- Episode no.: Season 3 Episode 34
- Directed by: John Brahm
- Written by: Richard Matheson
- Production code: 4813
- Original air date: May 11, 1962

Guest appearances
- Phyllis Thaxter: Virginia Lane Walker; Alex Nicol: Alex Walker; Wallace Rooney: Mr. Wilkinson; Helen Brown: Henrietta Walker; Rickey Kelman: Alex Walker (age 10);

Episode chronology
| ← Previous "The Dummy" | Next → "I Sing the Body Electric" |
- The Twilight Zone (1959 TV series) (season 3)

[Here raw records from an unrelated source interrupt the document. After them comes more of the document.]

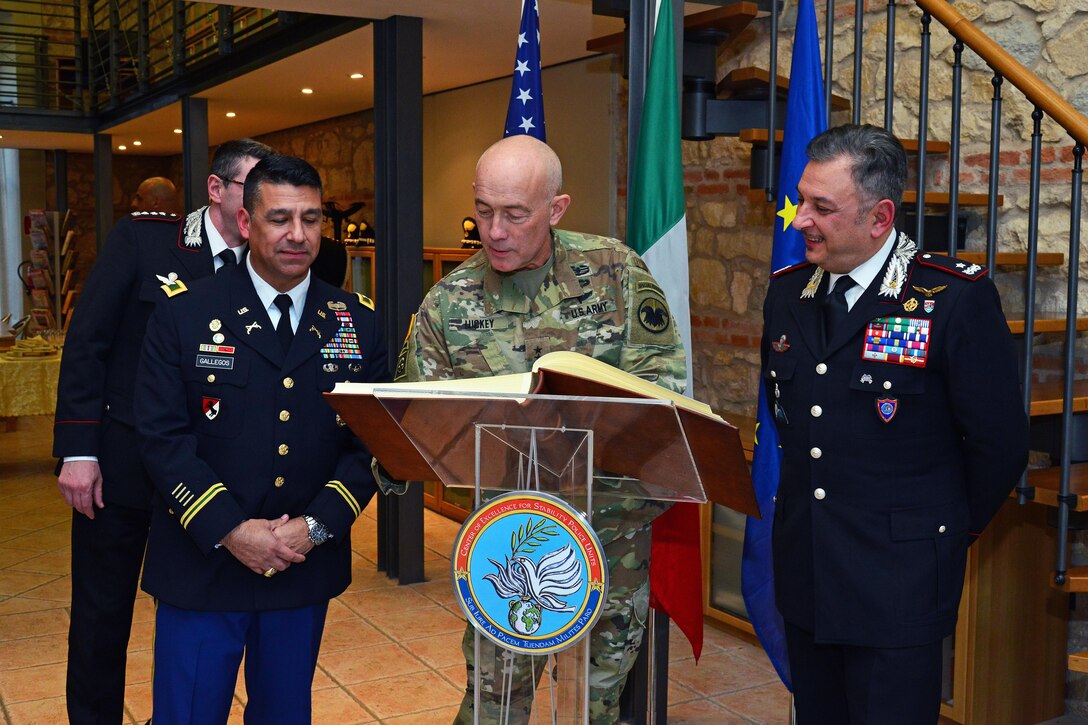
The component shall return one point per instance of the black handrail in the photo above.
(1071, 341)
(954, 148)
(919, 210)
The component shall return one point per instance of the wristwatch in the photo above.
(318, 531)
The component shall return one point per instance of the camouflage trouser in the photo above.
(614, 646)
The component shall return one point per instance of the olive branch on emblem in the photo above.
(530, 536)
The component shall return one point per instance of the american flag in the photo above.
(526, 113)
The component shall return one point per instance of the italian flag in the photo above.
(656, 229)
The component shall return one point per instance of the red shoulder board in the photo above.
(957, 267)
(155, 216)
(779, 272)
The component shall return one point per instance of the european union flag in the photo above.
(804, 119)
(526, 113)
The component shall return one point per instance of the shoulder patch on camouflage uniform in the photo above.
(402, 368)
(966, 270)
(648, 306)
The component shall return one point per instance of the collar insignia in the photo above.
(193, 240)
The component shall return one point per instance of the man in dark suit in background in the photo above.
(156, 194)
(259, 480)
(895, 393)
(146, 256)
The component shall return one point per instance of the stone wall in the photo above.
(128, 171)
(730, 235)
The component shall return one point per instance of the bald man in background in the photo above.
(156, 194)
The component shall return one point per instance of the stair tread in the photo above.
(731, 19)
(1078, 662)
(1010, 258)
(941, 198)
(1076, 579)
(758, 137)
(1046, 323)
(932, 198)
(757, 78)
(1047, 482)
(1047, 397)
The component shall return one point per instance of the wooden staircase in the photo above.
(1024, 540)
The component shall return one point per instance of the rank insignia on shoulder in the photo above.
(790, 268)
(193, 238)
(966, 270)
(171, 284)
(159, 216)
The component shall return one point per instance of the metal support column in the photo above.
(398, 222)
(103, 187)
(60, 180)
(195, 167)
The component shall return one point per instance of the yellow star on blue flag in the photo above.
(788, 212)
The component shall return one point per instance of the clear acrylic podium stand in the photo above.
(588, 452)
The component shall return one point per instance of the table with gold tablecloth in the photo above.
(28, 385)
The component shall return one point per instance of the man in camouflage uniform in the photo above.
(534, 290)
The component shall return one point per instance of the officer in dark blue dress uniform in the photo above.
(94, 432)
(902, 432)
(259, 481)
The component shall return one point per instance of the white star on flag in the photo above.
(527, 117)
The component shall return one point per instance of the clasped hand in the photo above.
(262, 544)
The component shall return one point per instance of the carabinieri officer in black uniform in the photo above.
(894, 386)
(95, 429)
(259, 482)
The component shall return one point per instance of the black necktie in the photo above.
(283, 330)
(229, 259)
(835, 306)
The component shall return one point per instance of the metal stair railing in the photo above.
(1047, 103)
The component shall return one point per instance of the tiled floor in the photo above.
(390, 654)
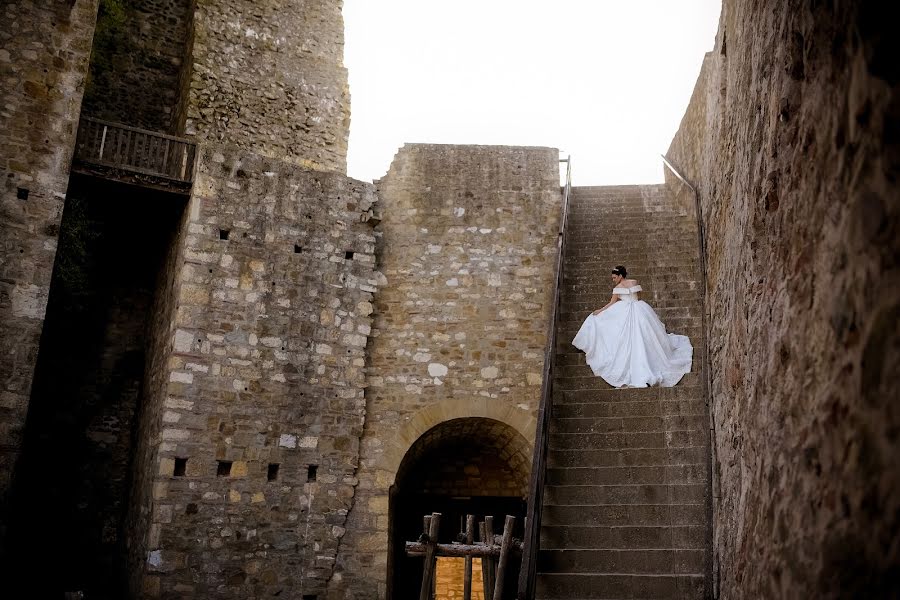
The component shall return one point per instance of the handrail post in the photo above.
(528, 570)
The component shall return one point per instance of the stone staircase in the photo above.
(627, 488)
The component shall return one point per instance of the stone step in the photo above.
(591, 586)
(595, 495)
(596, 383)
(644, 561)
(633, 408)
(645, 515)
(634, 537)
(569, 355)
(588, 304)
(610, 394)
(628, 457)
(627, 423)
(673, 324)
(682, 438)
(656, 475)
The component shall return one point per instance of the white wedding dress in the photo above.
(627, 344)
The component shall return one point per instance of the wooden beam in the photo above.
(470, 538)
(434, 526)
(504, 556)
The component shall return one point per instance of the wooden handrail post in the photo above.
(504, 556)
(470, 539)
(430, 559)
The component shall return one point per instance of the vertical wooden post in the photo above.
(428, 574)
(470, 538)
(504, 556)
(487, 563)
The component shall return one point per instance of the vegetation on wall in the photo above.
(111, 43)
(77, 235)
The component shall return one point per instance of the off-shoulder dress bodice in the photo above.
(627, 344)
(627, 294)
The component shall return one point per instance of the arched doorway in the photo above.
(462, 466)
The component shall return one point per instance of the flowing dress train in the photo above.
(627, 344)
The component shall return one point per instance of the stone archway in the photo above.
(466, 465)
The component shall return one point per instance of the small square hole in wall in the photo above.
(223, 468)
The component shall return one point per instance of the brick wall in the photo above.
(468, 249)
(86, 398)
(264, 393)
(139, 56)
(44, 50)
(797, 160)
(268, 76)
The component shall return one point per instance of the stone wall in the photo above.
(44, 50)
(268, 77)
(254, 444)
(797, 161)
(468, 246)
(77, 458)
(139, 54)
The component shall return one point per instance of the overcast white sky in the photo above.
(606, 81)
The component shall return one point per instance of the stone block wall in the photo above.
(797, 160)
(44, 50)
(86, 398)
(468, 246)
(267, 76)
(139, 55)
(254, 437)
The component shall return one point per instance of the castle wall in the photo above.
(140, 52)
(797, 160)
(268, 77)
(86, 398)
(468, 246)
(264, 372)
(44, 50)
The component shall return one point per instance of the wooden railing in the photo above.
(528, 574)
(132, 150)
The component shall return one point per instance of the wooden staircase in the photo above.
(626, 488)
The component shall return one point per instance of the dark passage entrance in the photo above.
(463, 466)
(73, 481)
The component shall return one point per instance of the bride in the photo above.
(626, 344)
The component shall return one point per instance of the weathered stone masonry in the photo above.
(264, 400)
(44, 50)
(269, 78)
(791, 137)
(468, 247)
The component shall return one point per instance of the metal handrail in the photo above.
(704, 322)
(701, 243)
(528, 572)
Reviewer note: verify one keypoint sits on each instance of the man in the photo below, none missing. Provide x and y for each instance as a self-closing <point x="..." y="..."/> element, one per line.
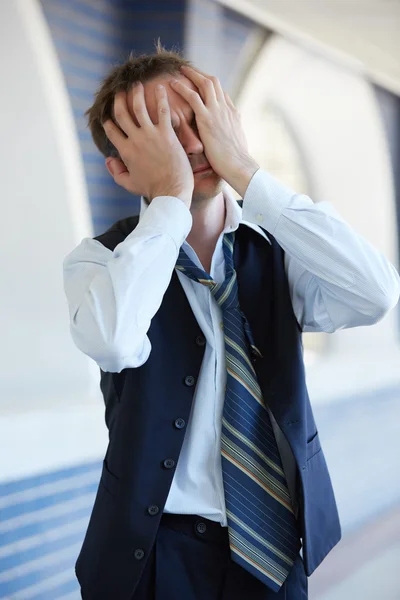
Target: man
<point x="214" y="485"/>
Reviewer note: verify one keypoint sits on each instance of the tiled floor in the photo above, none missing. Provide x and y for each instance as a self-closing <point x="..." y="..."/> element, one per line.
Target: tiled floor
<point x="43" y="519"/>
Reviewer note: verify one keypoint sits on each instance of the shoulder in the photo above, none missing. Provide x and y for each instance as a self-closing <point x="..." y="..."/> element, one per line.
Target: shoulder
<point x="117" y="232"/>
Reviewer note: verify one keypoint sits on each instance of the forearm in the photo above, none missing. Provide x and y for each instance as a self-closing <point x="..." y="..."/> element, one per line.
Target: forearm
<point x="113" y="296"/>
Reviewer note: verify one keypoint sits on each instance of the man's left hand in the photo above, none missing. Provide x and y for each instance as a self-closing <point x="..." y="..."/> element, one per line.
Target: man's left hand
<point x="220" y="129"/>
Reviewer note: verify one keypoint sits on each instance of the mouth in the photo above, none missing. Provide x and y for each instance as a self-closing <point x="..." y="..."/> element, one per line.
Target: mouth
<point x="203" y="170"/>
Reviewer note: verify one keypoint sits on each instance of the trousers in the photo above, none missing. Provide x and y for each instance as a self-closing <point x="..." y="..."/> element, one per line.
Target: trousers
<point x="190" y="560"/>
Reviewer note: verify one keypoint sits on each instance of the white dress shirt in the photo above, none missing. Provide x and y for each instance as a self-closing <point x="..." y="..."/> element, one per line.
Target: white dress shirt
<point x="337" y="279"/>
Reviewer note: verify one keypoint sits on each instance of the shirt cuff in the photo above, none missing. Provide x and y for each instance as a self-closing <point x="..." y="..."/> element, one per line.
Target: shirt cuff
<point x="168" y="215"/>
<point x="265" y="200"/>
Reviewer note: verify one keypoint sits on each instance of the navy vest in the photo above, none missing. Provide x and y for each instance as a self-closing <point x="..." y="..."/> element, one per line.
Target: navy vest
<point x="147" y="409"/>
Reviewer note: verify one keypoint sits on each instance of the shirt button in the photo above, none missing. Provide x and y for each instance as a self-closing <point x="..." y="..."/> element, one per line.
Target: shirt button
<point x="201" y="527"/>
<point x="190" y="380"/>
<point x="153" y="509"/>
<point x="200" y="340"/>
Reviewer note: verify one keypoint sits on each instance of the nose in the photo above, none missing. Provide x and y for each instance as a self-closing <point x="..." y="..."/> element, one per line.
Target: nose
<point x="190" y="141"/>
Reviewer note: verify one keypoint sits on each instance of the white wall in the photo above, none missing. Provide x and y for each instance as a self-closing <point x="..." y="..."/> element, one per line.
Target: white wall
<point x="46" y="384"/>
<point x="335" y="120"/>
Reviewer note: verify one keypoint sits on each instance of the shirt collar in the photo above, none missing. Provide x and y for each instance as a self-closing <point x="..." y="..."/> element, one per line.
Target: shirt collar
<point x="233" y="214"/>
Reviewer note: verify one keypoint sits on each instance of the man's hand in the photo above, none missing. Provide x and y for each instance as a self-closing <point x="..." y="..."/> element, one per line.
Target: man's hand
<point x="220" y="129"/>
<point x="154" y="162"/>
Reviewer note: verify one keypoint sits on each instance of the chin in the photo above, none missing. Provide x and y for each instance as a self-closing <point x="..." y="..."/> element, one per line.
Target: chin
<point x="207" y="189"/>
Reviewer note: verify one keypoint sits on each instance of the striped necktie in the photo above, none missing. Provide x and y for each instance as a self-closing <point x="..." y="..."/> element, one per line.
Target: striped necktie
<point x="263" y="532"/>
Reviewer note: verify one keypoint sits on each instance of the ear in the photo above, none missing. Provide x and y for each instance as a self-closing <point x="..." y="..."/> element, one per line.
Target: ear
<point x="118" y="171"/>
<point x="115" y="166"/>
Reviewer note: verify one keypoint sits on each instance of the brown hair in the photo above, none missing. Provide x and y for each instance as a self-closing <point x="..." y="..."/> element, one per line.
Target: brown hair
<point x="142" y="68"/>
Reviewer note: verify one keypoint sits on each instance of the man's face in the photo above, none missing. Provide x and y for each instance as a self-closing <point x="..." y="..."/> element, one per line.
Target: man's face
<point x="206" y="185"/>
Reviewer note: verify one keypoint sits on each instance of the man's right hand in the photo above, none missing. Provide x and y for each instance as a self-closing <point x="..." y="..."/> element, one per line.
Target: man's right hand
<point x="154" y="162"/>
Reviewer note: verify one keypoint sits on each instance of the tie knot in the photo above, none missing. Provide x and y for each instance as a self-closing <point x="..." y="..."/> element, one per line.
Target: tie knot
<point x="225" y="293"/>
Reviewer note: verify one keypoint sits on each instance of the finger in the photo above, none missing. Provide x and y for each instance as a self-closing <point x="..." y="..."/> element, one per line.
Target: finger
<point x="139" y="106"/>
<point x="192" y="97"/>
<point x="200" y="78"/>
<point x="119" y="172"/>
<point x="122" y="115"/>
<point x="115" y="135"/>
<point x="164" y="112"/>
<point x="228" y="100"/>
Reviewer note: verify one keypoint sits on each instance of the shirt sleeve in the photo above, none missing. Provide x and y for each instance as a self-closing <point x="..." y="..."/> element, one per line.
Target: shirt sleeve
<point x="112" y="296"/>
<point x="337" y="279"/>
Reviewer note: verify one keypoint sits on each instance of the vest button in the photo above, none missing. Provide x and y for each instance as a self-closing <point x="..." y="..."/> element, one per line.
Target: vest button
<point x="190" y="380"/>
<point x="153" y="509"/>
<point x="201" y="527"/>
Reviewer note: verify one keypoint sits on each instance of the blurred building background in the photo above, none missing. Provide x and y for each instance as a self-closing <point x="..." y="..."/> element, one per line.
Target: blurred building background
<point x="318" y="86"/>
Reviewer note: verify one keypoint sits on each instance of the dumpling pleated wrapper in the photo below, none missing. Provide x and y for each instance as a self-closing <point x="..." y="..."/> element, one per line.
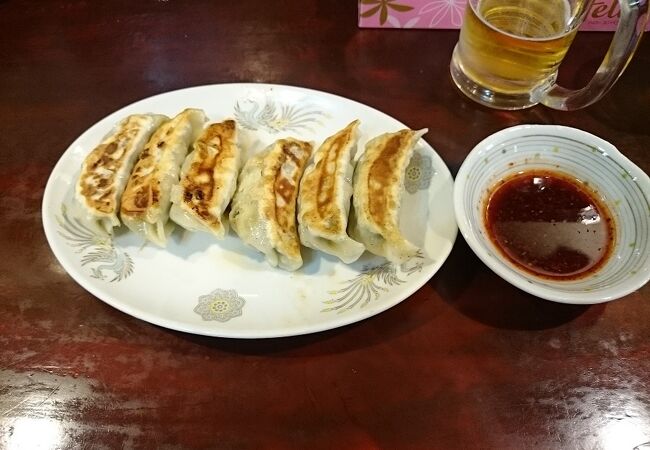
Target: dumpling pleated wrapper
<point x="208" y="181"/>
<point x="106" y="170"/>
<point x="378" y="187"/>
<point x="324" y="197"/>
<point x="146" y="199"/>
<point x="263" y="210"/>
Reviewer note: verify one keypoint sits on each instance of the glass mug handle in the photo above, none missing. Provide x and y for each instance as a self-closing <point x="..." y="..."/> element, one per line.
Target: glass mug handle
<point x="634" y="16"/>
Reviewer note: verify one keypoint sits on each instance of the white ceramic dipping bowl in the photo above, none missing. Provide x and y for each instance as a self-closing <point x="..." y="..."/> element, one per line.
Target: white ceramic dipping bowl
<point x="622" y="186"/>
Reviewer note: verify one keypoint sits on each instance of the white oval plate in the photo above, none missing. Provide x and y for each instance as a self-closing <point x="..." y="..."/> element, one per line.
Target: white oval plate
<point x="223" y="288"/>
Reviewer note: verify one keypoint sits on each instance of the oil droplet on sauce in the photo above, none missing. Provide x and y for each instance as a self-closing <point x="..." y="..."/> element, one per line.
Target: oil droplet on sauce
<point x="549" y="224"/>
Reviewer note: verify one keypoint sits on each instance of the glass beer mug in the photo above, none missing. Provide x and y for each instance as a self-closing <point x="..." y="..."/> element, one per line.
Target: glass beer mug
<point x="509" y="51"/>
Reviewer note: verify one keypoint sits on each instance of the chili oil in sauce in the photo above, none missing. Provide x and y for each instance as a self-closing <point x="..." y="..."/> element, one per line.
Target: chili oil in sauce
<point x="549" y="224"/>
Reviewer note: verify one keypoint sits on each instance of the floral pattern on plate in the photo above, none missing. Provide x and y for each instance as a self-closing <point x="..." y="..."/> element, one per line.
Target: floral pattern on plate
<point x="221" y="305"/>
<point x="274" y="117"/>
<point x="97" y="249"/>
<point x="370" y="283"/>
<point x="418" y="173"/>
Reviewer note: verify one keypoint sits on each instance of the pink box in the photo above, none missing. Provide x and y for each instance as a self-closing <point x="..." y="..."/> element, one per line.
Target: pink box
<point x="448" y="14"/>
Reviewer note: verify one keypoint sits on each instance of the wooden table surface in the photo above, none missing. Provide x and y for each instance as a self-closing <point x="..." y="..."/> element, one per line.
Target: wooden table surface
<point x="467" y="362"/>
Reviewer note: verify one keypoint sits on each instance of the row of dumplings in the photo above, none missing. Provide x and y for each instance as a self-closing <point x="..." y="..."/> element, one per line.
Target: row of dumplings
<point x="281" y="198"/>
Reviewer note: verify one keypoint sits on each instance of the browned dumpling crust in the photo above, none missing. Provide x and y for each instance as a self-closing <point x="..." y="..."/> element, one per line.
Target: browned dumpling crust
<point x="147" y="197"/>
<point x="263" y="210"/>
<point x="106" y="169"/>
<point x="324" y="198"/>
<point x="378" y="186"/>
<point x="208" y="180"/>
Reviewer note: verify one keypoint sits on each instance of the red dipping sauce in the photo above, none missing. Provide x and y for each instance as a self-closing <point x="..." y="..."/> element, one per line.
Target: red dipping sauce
<point x="549" y="224"/>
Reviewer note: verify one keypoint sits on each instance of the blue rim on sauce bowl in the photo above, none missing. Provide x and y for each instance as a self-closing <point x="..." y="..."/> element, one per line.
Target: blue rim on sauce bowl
<point x="617" y="182"/>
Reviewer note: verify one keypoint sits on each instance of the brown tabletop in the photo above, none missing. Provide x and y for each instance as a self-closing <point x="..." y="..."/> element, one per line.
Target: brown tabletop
<point x="466" y="362"/>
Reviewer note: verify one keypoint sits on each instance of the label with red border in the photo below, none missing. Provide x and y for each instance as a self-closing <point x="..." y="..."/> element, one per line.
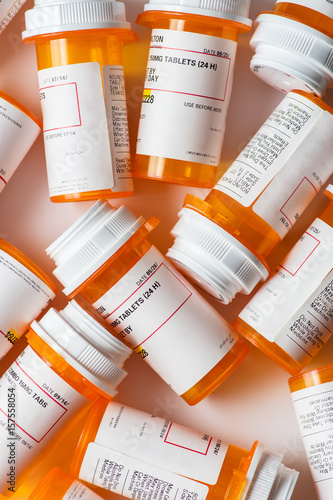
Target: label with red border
<point x="158" y="313"/>
<point x="189" y="75"/>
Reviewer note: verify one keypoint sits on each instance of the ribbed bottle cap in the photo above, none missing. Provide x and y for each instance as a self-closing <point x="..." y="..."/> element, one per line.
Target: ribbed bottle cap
<point x="85" y="345"/>
<point x="214" y="259"/>
<point x="52" y="16"/>
<point x="233" y="10"/>
<point x="88" y="243"/>
<point x="291" y="55"/>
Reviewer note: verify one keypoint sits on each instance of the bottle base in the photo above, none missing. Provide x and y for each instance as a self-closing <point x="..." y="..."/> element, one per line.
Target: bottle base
<point x="174" y="171"/>
<point x="217" y="375"/>
<point x="270" y="349"/>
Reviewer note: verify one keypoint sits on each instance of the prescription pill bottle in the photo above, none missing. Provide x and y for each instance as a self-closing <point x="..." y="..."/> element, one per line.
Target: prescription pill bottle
<point x="58" y="485"/>
<point x="25" y="291"/>
<point x="70" y="362"/>
<point x="187" y="88"/>
<point x="19" y="128"/>
<point x="294" y="47"/>
<point x="290" y="317"/>
<point x="82" y="93"/>
<point x="312" y="396"/>
<point x="123" y="450"/>
<point x="222" y="242"/>
<point x="105" y="256"/>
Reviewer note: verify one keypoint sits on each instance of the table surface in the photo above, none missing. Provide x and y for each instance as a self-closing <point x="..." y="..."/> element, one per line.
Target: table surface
<point x="254" y="402"/>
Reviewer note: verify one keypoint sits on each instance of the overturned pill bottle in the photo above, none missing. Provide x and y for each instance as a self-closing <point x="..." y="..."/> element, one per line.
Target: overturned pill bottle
<point x="71" y="360"/>
<point x="82" y="95"/>
<point x="293" y="46"/>
<point x="58" y="485"/>
<point x="25" y="291"/>
<point x="290" y="318"/>
<point x="180" y="461"/>
<point x="189" y="75"/>
<point x="312" y="396"/>
<point x="222" y="242"/>
<point x="106" y="258"/>
<point x="19" y="129"/>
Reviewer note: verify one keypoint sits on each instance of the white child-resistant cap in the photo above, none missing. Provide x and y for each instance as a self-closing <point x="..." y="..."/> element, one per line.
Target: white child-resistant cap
<point x="290" y="55"/>
<point x="88" y="243"/>
<point x="211" y="257"/>
<point x="85" y="344"/>
<point x="52" y="16"/>
<point x="233" y="10"/>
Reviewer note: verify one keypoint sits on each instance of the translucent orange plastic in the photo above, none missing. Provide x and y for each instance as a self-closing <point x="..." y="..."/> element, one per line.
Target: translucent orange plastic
<point x="74" y="47"/>
<point x="168" y="169"/>
<point x="305" y="15"/>
<point x="233" y="460"/>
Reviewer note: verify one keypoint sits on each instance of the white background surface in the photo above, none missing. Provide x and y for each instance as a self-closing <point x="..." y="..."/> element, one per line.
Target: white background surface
<point x="254" y="403"/>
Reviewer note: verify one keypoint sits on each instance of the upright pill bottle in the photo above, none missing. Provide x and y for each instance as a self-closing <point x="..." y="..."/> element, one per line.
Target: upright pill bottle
<point x="187" y="88"/>
<point x="58" y="485"/>
<point x="293" y="46"/>
<point x="290" y="318"/>
<point x="82" y="93"/>
<point x="126" y="450"/>
<point x="312" y="396"/>
<point x="25" y="291"/>
<point x="70" y="362"/>
<point x="19" y="128"/>
<point x="222" y="242"/>
<point x="106" y="257"/>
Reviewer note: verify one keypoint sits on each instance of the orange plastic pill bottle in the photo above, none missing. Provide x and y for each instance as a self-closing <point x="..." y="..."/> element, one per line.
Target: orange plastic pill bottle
<point x="294" y="47"/>
<point x="106" y="257"/>
<point x="25" y="291"/>
<point x="312" y="396"/>
<point x="290" y="317"/>
<point x="82" y="93"/>
<point x="159" y="456"/>
<point x="187" y="88"/>
<point x="58" y="485"/>
<point x="19" y="128"/>
<point x="222" y="242"/>
<point x="71" y="360"/>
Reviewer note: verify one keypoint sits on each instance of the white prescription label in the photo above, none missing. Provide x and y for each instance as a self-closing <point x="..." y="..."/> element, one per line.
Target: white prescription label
<point x="188" y="77"/>
<point x="134" y="479"/>
<point x="159" y="442"/>
<point x="35" y="403"/>
<point x="323" y="6"/>
<point x="294" y="307"/>
<point x="84" y="143"/>
<point x="166" y="320"/>
<point x="23" y="296"/>
<point x="284" y="165"/>
<point x="314" y="410"/>
<point x="18" y="132"/>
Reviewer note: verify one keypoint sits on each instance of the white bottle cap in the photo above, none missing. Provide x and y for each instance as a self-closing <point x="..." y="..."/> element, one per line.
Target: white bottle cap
<point x="52" y="16"/>
<point x="212" y="258"/>
<point x="88" y="243"/>
<point x="232" y="10"/>
<point x="291" y="55"/>
<point x="85" y="344"/>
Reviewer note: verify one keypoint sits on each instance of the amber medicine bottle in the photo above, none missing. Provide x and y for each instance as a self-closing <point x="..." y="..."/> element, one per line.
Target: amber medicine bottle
<point x="131" y="451"/>
<point x="294" y="47"/>
<point x="106" y="257"/>
<point x="312" y="396"/>
<point x="82" y="92"/>
<point x="71" y="360"/>
<point x="25" y="291"/>
<point x="222" y="242"/>
<point x="189" y="77"/>
<point x="291" y="316"/>
<point x="58" y="485"/>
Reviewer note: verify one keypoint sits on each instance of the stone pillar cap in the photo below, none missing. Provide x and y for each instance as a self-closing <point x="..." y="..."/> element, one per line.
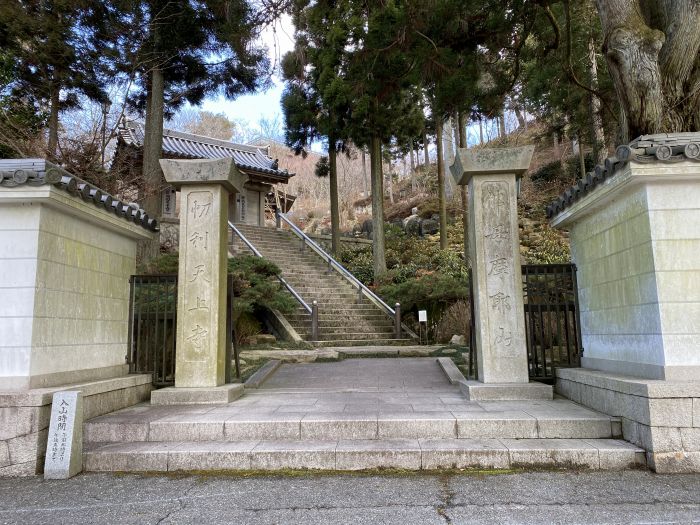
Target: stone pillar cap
<point x="204" y="171"/>
<point x="492" y="161"/>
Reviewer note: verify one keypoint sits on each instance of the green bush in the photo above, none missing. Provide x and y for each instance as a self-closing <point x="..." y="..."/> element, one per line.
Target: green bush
<point x="550" y="250"/>
<point x="255" y="288"/>
<point x="420" y="275"/>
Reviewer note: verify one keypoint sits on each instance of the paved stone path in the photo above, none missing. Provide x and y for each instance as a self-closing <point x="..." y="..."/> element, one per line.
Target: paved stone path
<point x="354" y="415"/>
<point x="539" y="497"/>
<point x="368" y="375"/>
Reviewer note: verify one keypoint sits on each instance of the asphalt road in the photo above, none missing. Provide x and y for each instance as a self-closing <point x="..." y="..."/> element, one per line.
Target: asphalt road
<point x="537" y="497"/>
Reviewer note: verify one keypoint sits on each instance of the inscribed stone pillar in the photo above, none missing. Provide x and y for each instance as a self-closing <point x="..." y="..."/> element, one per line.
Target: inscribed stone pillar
<point x="495" y="256"/>
<point x="205" y="187"/>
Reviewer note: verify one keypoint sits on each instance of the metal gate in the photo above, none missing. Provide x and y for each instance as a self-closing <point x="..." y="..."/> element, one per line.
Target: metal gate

= Young Man's Fancy (The Twilight Zone) =

"Young Man's Fancy" is episode 99 of the American television anthology series The Twilight Zone.

==Opening narration==

You're looking at the house of the late Mrs. Henrietta Walker. This is Mrs. Walker herself, as she appeared twenty-five years ago. And this, except for isolated objects, is the living room of Mrs. Walker's house, as it appeared in that same year. The other rooms upstairs and down are much the same. The time, however, is not twenty-five years ago but now. The house of the late Mrs. Henrietta Walker is, you see, a house which belongs almost entirely to the past, a house which, like Mrs. Walker's clock here, has ceased to recognize the passage of time. Only one element is missing now, one remaining item in the estate of the late Mrs. Walker: her son, Alex, thirty-four years of age and, up till twenty minutes ago, the so-called perennial bachelor. With him is his bride, the former Miss Virginia Lane. They're returning from the city hall in order to get Mr. Walker's clothes packed, make final arrangements for the sale of the house, lock it up and depart on their honeymoon. Not a complicated set of tasks, it would appear, and yet the newlywed Mrs. Walker is about to discover that the old adage 'You can't go home again' has little meaning in the Twilight Zone.

==Plot==
Virginia and Alex, who are newly wed, return to the home of Alex's late mother where he grew up. The plan is to prepare the house for selling. He finds it emotionally difficult to leave the place, let alone sell it. In the house, Virginia is bothered by constant reminders that the mother, Henrietta, is somehow present in the house and vying for Alex's loyalty. Eventually Alex becomes so engrossed in his childhood memories that Henrietta reappears. Virginia accuses Henrietta of causing this, but Henrietta says it was not her doing. Alex, who has physically become a young boy again, says to Virginia, "Go away, lady. We don't need you anymore". Horrified, Virginia flees the house, leaving the regressed Alex behind with Henrietta's ghost.

==Closing narration==

Exit Miss Virginia Lane, formerly and most briefly Mrs. Alex Walker. She has just given up a battle and in a strange way retreated, but this has been a retreat back to reality. Her opponent, Alex Walker, will now and forever hold a line that exists in the past. He has put a claim on a moment in time and is not about to relinquish it. Such things do happen in the Twilight Zone.